The objective of this project is to understand how people describe locations on social media during natural disasters. These data from social media are potentially beneficial in disaster response efforts, and to further this goal, computational algorithms are being developed to extract location information from social media postings. However, uneven use of social media by different populations and varying ways of describing places can complicate the process of identifying locations. This project advances knowledge by enhancing the understanding of the ways in which people describe geographic locations during natural disasters, the effectiveness of different algorithmic approaches for location extraction, and the potential spatial biases in the described locations. Such knowledge benefits society by informing future disaster response practices to help save lives and reduce inequality in response efforts. This project provides interdisciplinary research experience for undergraduates and graduates and will enhance academia and industry partnership. The datasets and algorithmic tools produced from this project will be publicly shared.

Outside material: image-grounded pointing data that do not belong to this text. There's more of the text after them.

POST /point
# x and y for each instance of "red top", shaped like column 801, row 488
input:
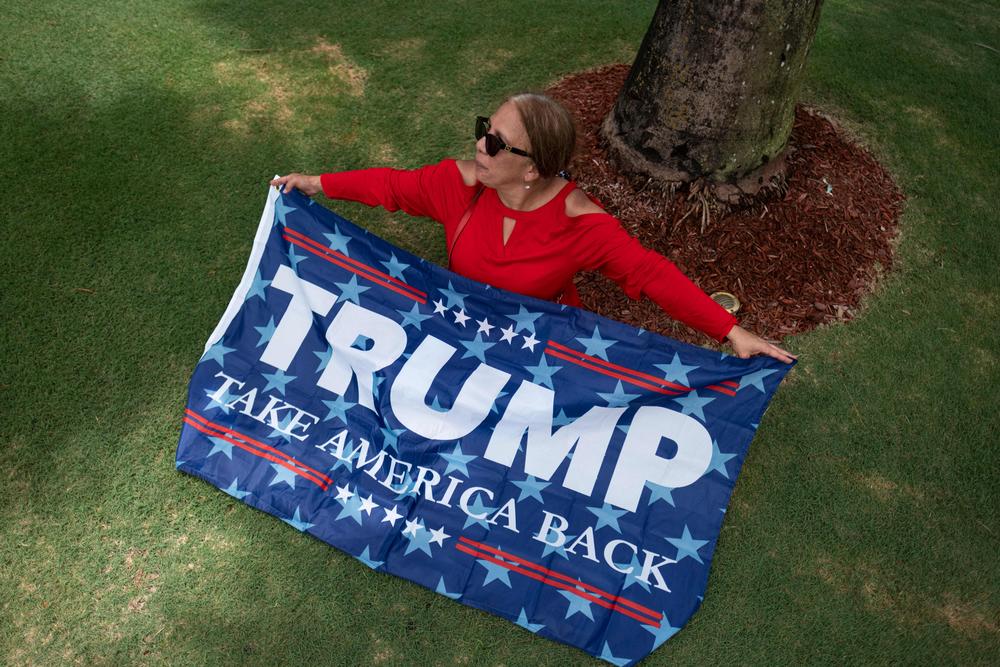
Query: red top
column 545, row 249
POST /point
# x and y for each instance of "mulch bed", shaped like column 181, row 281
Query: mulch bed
column 802, row 256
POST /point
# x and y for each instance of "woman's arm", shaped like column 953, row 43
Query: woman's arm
column 433, row 191
column 309, row 185
column 641, row 271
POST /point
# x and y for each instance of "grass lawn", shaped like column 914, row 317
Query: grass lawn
column 137, row 139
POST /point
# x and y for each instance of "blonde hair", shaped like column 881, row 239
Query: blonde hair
column 550, row 130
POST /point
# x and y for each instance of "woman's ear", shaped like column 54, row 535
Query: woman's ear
column 531, row 175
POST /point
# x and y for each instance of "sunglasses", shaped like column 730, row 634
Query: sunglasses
column 494, row 144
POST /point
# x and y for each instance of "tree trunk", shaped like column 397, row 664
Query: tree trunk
column 712, row 92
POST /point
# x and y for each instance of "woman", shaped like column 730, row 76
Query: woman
column 511, row 220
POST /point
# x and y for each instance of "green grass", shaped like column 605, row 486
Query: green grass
column 137, row 138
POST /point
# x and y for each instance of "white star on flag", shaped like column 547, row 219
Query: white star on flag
column 367, row 505
column 412, row 527
column 439, row 536
column 484, row 326
column 508, row 334
column 392, row 516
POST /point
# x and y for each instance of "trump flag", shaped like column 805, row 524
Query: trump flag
column 559, row 469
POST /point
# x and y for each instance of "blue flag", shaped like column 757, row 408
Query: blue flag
column 562, row 470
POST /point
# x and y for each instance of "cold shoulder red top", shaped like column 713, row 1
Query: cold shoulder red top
column 545, row 249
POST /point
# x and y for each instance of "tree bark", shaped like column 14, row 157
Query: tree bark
column 712, row 92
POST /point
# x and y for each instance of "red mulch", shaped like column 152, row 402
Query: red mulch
column 804, row 258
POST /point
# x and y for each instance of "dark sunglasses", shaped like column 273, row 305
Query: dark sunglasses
column 494, row 144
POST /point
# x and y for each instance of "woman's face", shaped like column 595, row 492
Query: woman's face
column 504, row 168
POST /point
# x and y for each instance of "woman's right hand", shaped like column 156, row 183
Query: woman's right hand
column 309, row 185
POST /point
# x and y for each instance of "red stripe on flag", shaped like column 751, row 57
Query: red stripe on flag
column 598, row 364
column 607, row 364
column 331, row 257
column 558, row 575
column 558, row 584
column 361, row 268
column 249, row 448
column 604, row 371
column 261, row 445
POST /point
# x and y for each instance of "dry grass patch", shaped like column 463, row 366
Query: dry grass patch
column 284, row 84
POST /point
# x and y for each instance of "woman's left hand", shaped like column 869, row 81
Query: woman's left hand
column 746, row 345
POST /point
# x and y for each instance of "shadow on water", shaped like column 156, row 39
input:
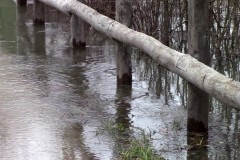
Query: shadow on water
column 57, row 102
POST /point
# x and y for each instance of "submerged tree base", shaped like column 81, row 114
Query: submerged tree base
column 37, row 21
column 78, row 44
column 196, row 126
column 124, row 80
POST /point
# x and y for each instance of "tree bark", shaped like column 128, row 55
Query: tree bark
column 166, row 24
column 217, row 85
column 21, row 2
column 38, row 12
column 124, row 66
column 78, row 38
column 198, row 47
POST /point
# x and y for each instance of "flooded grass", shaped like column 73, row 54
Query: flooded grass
column 140, row 148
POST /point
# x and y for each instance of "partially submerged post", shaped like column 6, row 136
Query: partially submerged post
column 124, row 66
column 78, row 38
column 21, row 2
column 198, row 42
column 38, row 12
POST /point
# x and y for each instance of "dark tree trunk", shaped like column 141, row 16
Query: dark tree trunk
column 21, row 2
column 124, row 66
column 38, row 12
column 78, row 26
column 166, row 24
column 198, row 42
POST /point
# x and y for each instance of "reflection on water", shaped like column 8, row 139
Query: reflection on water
column 56, row 102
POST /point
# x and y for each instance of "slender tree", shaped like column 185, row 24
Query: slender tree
column 198, row 47
column 124, row 68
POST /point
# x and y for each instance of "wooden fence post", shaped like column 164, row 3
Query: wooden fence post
column 78, row 38
column 124, row 66
column 38, row 12
column 21, row 2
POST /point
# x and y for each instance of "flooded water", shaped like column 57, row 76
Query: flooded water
column 57, row 102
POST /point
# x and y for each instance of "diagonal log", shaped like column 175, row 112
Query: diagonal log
column 217, row 85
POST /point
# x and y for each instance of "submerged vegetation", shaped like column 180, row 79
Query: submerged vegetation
column 140, row 149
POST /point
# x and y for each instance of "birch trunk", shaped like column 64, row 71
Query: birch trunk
column 217, row 85
column 124, row 66
column 198, row 47
column 38, row 12
column 21, row 2
column 78, row 38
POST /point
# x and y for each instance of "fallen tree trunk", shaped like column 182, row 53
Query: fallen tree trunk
column 217, row 85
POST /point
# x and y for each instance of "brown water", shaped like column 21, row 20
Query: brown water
column 57, row 102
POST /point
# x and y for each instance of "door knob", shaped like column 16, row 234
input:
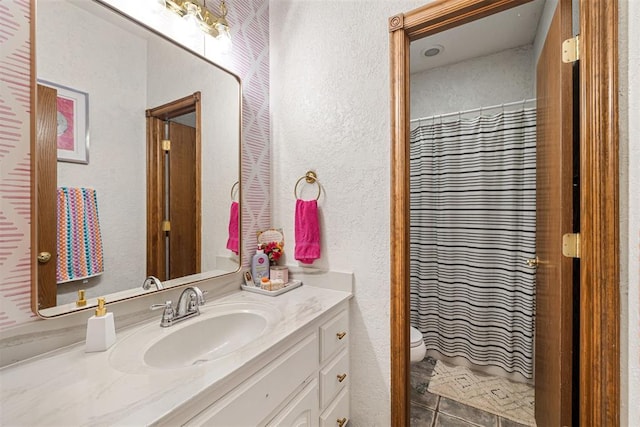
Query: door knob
column 44, row 257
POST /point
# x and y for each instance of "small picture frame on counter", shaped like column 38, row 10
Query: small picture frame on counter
column 248, row 279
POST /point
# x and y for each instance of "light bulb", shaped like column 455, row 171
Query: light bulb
column 223, row 38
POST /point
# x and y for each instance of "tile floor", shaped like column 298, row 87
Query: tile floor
column 431, row 410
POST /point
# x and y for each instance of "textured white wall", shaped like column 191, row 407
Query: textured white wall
column 629, row 50
column 479, row 82
column 330, row 113
column 117, row 100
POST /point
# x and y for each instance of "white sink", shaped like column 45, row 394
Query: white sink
column 218, row 332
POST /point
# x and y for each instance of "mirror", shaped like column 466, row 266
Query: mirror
column 132, row 84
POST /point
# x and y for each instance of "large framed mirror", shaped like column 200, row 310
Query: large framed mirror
column 137, row 159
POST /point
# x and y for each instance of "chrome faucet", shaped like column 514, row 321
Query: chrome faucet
column 188, row 306
column 151, row 281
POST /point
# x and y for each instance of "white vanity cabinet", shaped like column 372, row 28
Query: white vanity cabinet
column 307, row 385
column 334, row 370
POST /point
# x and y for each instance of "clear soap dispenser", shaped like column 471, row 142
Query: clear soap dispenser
column 101, row 329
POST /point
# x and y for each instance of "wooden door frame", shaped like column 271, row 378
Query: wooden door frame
column 155, row 178
column 599, row 217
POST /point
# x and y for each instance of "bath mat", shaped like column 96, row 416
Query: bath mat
column 514, row 401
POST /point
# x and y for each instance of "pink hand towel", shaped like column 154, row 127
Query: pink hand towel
column 234, row 227
column 307, row 231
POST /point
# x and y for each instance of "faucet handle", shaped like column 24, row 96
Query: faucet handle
column 167, row 304
column 167, row 314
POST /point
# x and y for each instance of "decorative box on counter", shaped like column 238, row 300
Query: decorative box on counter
column 292, row 284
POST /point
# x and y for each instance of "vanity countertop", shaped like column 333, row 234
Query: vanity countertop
column 71, row 387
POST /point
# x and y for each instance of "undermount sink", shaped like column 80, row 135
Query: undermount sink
column 218, row 332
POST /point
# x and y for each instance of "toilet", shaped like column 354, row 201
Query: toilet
column 418, row 349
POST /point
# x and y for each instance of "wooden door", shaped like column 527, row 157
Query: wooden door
column 173, row 190
column 184, row 243
column 554, row 287
column 46, row 155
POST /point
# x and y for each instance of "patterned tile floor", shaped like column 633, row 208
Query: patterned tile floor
column 431, row 410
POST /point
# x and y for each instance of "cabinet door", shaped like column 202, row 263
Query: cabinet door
column 256, row 398
column 302, row 411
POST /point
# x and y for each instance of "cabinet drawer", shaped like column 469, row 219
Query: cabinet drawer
column 334, row 377
column 337, row 414
column 257, row 397
column 334, row 335
column 302, row 411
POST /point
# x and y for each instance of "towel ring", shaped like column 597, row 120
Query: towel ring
column 234, row 189
column 311, row 178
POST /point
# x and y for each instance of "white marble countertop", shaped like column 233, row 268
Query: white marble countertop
column 70, row 387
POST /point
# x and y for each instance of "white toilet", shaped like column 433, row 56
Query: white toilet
column 418, row 349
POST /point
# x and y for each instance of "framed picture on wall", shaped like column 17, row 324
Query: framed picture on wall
column 72, row 123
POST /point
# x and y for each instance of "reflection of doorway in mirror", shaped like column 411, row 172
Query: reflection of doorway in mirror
column 173, row 204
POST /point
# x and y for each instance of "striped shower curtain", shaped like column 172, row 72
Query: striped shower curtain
column 473, row 212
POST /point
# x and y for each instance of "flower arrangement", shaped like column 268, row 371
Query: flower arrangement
column 273, row 250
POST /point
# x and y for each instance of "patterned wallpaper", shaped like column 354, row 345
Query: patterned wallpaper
column 249, row 20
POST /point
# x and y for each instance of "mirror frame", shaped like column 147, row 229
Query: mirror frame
column 599, row 205
column 182, row 282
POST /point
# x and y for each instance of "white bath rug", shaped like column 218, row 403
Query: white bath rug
column 514, row 401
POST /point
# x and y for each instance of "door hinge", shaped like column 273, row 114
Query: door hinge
column 571, row 245
column 571, row 49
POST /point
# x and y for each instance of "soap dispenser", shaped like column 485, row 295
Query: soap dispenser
column 101, row 330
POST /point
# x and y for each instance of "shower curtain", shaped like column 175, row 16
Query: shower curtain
column 473, row 211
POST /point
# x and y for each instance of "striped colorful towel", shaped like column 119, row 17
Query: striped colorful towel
column 79, row 238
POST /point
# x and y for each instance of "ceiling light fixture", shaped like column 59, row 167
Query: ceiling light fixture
column 199, row 16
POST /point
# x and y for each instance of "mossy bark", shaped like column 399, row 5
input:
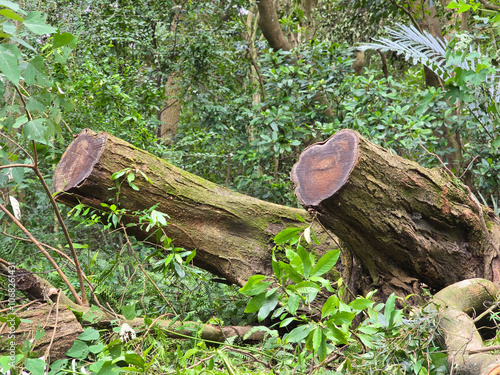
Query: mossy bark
column 406, row 224
column 232, row 233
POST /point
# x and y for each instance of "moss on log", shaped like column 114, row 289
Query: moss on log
column 232, row 233
column 406, row 224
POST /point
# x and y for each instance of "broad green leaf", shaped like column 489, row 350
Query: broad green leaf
column 307, row 287
column 299, row 334
column 390, row 307
column 9, row 64
column 254, row 285
column 79, row 350
column 268, row 306
column 317, row 338
column 96, row 348
column 495, row 143
column 256, row 303
column 286, row 235
column 35, row 131
column 11, row 5
column 295, row 260
column 62, row 39
column 35, row 71
column 18, row 175
column 293, row 303
column 134, row 359
column 35, row 366
column 9, row 28
column 128, row 311
column 35, row 23
column 330, row 306
column 342, row 317
column 322, row 350
column 90, row 334
column 326, row 263
column 361, row 304
column 307, row 234
column 292, row 274
column 306, row 260
column 340, row 336
column 287, row 321
column 9, row 13
column 21, row 120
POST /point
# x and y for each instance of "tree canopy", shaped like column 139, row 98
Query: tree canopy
column 233, row 92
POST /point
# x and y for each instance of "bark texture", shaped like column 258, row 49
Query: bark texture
column 404, row 223
column 51, row 317
column 270, row 26
column 232, row 233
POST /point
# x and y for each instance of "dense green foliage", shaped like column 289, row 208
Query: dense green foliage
column 247, row 111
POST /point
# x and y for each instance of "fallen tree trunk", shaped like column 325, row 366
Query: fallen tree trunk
column 232, row 233
column 404, row 223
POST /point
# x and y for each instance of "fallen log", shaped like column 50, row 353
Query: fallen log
column 405, row 224
column 232, row 233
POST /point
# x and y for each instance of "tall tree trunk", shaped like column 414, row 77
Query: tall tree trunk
column 270, row 26
column 170, row 114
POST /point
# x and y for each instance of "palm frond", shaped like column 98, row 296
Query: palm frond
column 424, row 48
column 420, row 47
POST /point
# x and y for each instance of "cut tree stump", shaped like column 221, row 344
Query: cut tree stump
column 404, row 223
column 232, row 233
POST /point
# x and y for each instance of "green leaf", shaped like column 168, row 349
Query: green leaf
column 286, row 235
column 90, row 334
column 134, row 359
column 128, row 311
column 340, row 336
column 79, row 350
column 326, row 263
column 268, row 306
column 96, row 348
column 254, row 285
column 307, row 287
column 9, row 13
column 306, row 260
column 299, row 334
column 330, row 306
column 35, row 23
column 293, row 303
column 35, row 131
column 361, row 304
column 11, row 5
column 256, row 303
column 35, row 366
column 9, row 64
column 495, row 143
column 342, row 317
column 62, row 39
column 292, row 274
column 109, row 368
column 295, row 260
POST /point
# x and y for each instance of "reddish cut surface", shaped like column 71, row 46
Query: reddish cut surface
column 324, row 168
column 78, row 161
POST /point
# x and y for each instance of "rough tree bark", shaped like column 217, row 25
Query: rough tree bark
column 406, row 224
column 232, row 233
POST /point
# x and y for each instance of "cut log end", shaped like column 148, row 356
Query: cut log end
column 78, row 160
column 325, row 167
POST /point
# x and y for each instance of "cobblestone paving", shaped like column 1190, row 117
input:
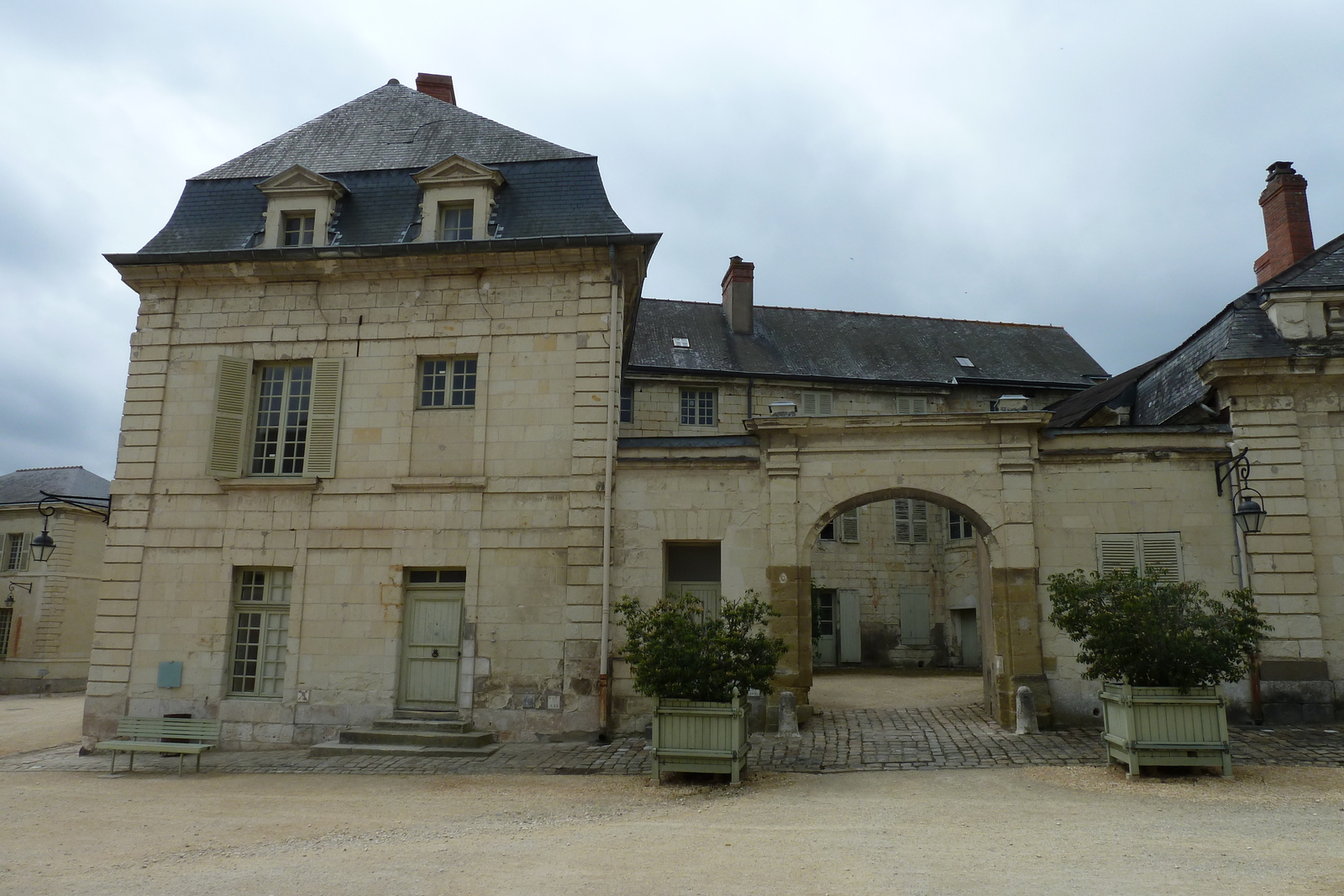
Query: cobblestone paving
column 851, row 741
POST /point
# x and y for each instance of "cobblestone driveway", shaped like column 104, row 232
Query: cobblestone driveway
column 851, row 741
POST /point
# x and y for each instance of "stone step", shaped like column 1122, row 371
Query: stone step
column 425, row 715
column 417, row 738
column 454, row 726
column 338, row 748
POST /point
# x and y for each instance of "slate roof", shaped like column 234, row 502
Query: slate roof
column 796, row 343
column 1169, row 385
column 373, row 145
column 26, row 486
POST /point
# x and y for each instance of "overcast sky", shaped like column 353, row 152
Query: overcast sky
column 1093, row 165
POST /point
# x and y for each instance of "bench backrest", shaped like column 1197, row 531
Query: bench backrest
column 186, row 730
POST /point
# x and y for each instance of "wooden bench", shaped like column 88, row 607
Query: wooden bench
column 192, row 736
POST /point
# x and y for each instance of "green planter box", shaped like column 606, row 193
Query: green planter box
column 699, row 736
column 1166, row 727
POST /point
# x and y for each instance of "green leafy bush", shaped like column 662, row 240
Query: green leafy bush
column 675, row 651
column 1160, row 634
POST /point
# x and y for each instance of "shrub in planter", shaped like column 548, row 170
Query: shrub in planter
column 699, row 669
column 1162, row 649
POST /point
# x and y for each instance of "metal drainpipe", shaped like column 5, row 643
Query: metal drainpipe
column 604, row 698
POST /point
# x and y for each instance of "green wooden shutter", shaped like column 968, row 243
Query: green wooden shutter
column 233, row 385
column 324, row 417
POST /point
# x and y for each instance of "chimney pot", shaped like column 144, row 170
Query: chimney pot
column 738, row 286
column 437, row 86
column 1288, row 223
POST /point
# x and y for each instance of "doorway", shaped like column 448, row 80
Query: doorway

Social media platforms, such as Twitter, are increasingly being used by people impacted by natural disasters. Descriptions about the locations of victims and accidents are often contained in help-seeking messages posted on these platforms. However, a limited understanding exists of how locations are described on social media during natural disasters, which hinders their automatic extraction via computational tools. This project addresses three research questions: (1) What are the typical forms of location descriptions used by people on social media during natural disasters? (2) How effective are different geospatial artificial intelligence (GeoAI) approaches for extracting these location descriptions and representing them in geographic space? And (3) What spatial biases have characterized location descriptions on social media during natural disasters? The research team is collaborating with emergency management specialists to understand location descriptions on social media, examine multiple geo-knowledge-informed AI approaches for location extraction, and investigate the spatial biases of the extracted locations and their relation to vulnerable communities. The obtained knowledge about location descriptions and the developed methods can be applied to future disasters in diverse settings.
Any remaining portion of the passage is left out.